Most of the Tyres Came from “A Certain Country” – MACC Chief, Tan Sri Azam Baki
The Malaysian Anti-Corruption Commission (MACC) launched a crackdown on the tyre industry in late September 2025, targeting smuggling, unsafe imports, price manipulation, and tax evasion under an operation codenamed “Ops Grip”.
The investigation began with a complaint from an Italian tyre maker and comes amid rising tyre prices, which have surged between five and ten per cent in recent years, and have reportedly tripled since 2022, while safety concerns continue to mount.
According to MACC, the probe uncovered suspected irregularities involving counterfeit tyres and undeclared imports entering Malaysia. MACC chief Tan Sri Azam Baki confirmed that most of the tyres came from “a certain country”.

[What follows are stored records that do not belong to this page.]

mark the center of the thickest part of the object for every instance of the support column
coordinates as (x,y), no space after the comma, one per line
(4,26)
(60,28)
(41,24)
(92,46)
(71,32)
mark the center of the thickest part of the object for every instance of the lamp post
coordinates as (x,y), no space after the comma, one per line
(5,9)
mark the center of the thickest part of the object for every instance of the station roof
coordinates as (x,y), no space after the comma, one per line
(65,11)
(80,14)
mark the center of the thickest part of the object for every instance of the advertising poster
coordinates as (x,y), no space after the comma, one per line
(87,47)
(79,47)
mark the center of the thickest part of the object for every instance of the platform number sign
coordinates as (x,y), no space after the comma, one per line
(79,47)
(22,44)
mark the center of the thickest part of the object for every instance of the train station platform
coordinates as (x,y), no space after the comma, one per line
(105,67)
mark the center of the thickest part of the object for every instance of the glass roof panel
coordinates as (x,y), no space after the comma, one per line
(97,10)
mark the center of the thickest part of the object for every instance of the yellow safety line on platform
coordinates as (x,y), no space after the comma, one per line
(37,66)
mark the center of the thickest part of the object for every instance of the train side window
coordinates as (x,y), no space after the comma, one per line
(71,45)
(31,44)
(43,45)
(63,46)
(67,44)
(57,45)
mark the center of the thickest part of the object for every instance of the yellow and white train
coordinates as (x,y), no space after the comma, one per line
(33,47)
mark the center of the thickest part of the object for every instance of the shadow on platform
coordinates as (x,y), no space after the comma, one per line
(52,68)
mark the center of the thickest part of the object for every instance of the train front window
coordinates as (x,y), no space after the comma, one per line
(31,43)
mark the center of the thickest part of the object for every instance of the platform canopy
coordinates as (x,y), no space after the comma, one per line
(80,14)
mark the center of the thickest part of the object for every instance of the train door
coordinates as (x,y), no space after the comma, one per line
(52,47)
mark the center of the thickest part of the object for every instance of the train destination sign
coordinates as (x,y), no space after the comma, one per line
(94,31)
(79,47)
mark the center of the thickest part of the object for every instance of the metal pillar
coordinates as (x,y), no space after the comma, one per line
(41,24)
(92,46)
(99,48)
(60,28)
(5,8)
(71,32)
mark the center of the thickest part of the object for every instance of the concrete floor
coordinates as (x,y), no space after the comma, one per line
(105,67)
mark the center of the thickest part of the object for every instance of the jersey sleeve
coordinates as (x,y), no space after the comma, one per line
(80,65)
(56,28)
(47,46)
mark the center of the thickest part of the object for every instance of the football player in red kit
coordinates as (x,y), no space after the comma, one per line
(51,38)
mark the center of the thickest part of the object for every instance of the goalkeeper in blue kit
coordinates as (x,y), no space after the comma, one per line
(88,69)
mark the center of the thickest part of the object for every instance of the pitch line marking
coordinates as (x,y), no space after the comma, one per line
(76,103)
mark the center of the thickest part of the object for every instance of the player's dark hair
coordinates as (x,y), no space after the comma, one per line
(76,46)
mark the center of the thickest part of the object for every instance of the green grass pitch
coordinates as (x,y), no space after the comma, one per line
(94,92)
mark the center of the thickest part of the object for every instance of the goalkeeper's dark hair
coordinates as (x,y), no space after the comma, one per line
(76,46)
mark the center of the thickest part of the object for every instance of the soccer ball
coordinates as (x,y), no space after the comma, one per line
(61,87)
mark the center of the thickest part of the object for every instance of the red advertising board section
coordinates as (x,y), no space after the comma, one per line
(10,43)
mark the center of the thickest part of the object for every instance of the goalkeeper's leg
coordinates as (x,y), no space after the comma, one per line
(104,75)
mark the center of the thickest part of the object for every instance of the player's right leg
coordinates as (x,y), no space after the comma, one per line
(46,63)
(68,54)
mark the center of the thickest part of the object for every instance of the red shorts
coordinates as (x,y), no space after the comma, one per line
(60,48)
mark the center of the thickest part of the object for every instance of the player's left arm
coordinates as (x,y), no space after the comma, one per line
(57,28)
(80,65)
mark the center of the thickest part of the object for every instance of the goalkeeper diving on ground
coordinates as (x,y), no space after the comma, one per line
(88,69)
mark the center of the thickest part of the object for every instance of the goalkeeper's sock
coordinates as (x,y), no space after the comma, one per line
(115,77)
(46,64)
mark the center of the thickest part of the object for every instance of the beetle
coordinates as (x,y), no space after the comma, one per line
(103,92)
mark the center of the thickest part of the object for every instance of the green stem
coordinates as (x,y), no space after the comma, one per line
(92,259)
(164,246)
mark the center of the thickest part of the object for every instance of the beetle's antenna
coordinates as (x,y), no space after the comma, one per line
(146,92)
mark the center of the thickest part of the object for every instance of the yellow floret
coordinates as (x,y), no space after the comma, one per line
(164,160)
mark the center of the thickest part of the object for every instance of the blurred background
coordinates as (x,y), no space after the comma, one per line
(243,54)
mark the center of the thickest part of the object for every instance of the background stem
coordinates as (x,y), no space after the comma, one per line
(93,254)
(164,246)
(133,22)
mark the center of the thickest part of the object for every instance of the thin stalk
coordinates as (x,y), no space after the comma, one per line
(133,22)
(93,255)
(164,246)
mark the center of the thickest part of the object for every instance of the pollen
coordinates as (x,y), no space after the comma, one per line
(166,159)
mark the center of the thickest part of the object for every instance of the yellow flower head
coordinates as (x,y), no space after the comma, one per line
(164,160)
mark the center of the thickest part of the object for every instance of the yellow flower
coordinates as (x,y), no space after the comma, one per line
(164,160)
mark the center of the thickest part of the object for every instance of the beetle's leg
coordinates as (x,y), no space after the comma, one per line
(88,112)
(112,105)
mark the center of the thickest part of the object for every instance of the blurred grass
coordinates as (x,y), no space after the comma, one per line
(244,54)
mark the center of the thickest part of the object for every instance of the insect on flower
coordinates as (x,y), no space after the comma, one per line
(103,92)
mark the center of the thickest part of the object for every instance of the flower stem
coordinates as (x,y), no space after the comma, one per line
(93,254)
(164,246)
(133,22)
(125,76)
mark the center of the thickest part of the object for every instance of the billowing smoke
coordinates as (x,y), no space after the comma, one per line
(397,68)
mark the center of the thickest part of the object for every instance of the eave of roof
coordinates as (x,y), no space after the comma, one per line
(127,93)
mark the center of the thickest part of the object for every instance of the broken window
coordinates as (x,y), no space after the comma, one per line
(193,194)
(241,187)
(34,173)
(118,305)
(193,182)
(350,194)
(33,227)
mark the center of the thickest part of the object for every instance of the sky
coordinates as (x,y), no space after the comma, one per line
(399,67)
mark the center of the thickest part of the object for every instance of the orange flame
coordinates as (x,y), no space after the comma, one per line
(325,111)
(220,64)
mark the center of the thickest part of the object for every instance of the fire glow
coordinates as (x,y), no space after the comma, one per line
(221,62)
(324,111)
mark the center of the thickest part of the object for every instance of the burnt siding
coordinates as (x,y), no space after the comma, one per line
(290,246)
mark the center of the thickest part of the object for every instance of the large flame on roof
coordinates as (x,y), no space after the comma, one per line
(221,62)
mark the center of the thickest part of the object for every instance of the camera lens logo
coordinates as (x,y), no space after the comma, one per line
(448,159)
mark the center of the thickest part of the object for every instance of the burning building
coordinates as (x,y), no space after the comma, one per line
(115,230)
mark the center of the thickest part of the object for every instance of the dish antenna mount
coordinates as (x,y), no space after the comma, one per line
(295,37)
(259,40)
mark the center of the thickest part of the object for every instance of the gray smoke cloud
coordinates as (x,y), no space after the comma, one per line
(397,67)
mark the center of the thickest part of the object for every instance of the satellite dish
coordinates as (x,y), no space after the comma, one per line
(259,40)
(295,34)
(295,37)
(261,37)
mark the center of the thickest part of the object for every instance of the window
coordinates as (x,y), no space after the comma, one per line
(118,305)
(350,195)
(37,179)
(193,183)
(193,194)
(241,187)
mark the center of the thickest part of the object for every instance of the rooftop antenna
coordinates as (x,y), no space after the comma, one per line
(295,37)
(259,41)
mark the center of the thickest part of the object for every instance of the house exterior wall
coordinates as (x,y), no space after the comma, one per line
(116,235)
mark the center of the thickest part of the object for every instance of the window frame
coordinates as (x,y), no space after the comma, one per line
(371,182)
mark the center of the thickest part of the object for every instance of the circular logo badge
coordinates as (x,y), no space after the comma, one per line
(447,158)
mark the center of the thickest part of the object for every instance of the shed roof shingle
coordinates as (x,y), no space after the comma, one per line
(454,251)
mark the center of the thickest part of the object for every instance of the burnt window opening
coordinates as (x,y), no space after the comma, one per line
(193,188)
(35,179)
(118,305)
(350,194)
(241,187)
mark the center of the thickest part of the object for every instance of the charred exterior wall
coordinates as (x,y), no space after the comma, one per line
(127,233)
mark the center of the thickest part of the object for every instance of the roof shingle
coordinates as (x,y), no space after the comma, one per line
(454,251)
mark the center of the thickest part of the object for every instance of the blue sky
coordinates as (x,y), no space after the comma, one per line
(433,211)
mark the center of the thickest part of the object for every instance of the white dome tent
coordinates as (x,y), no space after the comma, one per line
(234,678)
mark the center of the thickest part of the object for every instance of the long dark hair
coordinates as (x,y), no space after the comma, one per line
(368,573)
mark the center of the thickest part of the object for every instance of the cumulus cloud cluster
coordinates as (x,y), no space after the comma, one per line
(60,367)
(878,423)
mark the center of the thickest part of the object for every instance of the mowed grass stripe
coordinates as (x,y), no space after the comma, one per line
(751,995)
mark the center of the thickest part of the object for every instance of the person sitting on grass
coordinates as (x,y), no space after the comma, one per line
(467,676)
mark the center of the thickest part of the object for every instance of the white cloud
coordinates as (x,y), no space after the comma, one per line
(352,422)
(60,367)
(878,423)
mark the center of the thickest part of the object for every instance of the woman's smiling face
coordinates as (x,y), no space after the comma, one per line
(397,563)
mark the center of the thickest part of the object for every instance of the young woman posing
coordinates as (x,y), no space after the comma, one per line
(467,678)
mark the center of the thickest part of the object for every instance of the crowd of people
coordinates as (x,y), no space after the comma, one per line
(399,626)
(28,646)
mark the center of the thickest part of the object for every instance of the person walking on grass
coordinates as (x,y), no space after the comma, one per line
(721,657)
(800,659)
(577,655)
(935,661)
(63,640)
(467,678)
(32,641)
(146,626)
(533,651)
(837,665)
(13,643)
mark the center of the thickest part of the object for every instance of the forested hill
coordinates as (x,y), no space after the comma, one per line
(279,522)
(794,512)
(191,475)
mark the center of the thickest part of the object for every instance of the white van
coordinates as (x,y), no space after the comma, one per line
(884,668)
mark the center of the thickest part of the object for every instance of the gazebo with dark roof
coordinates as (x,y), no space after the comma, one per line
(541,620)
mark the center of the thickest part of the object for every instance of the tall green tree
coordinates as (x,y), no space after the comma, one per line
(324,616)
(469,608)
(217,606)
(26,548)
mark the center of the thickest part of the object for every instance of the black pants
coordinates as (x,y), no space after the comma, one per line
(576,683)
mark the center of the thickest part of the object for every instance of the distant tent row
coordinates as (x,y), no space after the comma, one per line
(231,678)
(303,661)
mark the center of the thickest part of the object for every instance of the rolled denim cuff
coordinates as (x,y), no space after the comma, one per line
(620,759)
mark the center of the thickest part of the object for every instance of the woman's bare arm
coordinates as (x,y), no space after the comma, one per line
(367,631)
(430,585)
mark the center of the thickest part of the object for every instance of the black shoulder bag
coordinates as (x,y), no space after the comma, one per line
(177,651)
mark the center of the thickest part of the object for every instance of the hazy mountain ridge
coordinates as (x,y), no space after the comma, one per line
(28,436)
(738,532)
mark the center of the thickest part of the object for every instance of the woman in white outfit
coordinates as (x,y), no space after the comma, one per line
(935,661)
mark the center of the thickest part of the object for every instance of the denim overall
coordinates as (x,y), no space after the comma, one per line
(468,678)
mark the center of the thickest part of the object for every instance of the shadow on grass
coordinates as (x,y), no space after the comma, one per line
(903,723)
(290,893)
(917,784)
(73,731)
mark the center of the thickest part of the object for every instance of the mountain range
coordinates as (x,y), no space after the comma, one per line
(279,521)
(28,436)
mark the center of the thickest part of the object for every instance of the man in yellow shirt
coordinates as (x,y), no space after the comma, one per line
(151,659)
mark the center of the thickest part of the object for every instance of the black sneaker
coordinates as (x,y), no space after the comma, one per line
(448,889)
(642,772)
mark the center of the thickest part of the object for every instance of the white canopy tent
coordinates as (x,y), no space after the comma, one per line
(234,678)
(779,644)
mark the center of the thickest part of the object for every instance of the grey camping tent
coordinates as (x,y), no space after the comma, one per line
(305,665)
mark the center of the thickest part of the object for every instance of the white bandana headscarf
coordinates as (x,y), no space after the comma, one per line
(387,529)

“I am not going to mention which country, but I can confirm that one of the affected countries is Italy,” he said, as quoted by New Straits Times.
The operation was carried out under a Multi-Agency Task Force (MATF), which also included the Inland Revenue Board, Bank Negara Malaysia, and the Customs Department. During the operation, the Task Force raided six warehouses and storage containers in the Klang Valley, Penang, and Johor.
At one location, a shop along Jalan Kebun, officers discovered tyres packed into 12 shipping containers stacked as high as four storeys. Behind the shop, they found another four containers along with a makeshift warehouse, all holding hundreds more tyres, some being sold for as little as RM85. The raids also extended to the offices of tyre importers, additional warehouses, and container storage facilities.
In total, from the six raided warehouses, a total of 17,672 tyres were seized. MACC had also frozen RM70 million in bank accounts connected with the investigation.
The Danger of Unsuitable Tyres and The Financial Losses
Investigators said the seized tyres had not been certified or approved for Malaysian road and climate conditions, therefore posing serious safety risks.
In hot, humid, or wet conditions, counterfeit tyres are more likely to lose grip, which increases the chances of skidding or hydroplaning. Then, tyres designed for cooler climates can overheat on scorching roads, sometimes failing suddenly at high speeds. They also tend to extend stopping distances, making it harder for drivers to maintain control, particularly during emergencies.
Unsuitable tyres also wear out faster and unevenly, forcing more frequent replacements and raising maintenance costs. Moreover, mismatched tyres can even increase rolling resistance, which, in turn, leads to higher fuel consumption.
For the Malaysian government, the financial losses are estimated to reach up to RM70 million annually due to leakages in import duty collections. This involves approximately 100,000 imported tyres per year, mainly for heavy vehicles, each priced at an average of RM1,600.
The losses were attributed to unpaid import duties of up to 40 per cent on tyres from outside AFTA (ASEAN Free Trade Area) countries, as well as the 10 per cent Sales and Service Tax (SST). It is estimated that as many as 300 containers of unsuitable tyres are marketed in Malaysia annually.
The MACC probe remains ongoing. While no arrests have been announced, the scale of seizures, frozen assets, and the involvement of multiple enforcement agencies indicate the seriousness of the situation and the response from the government.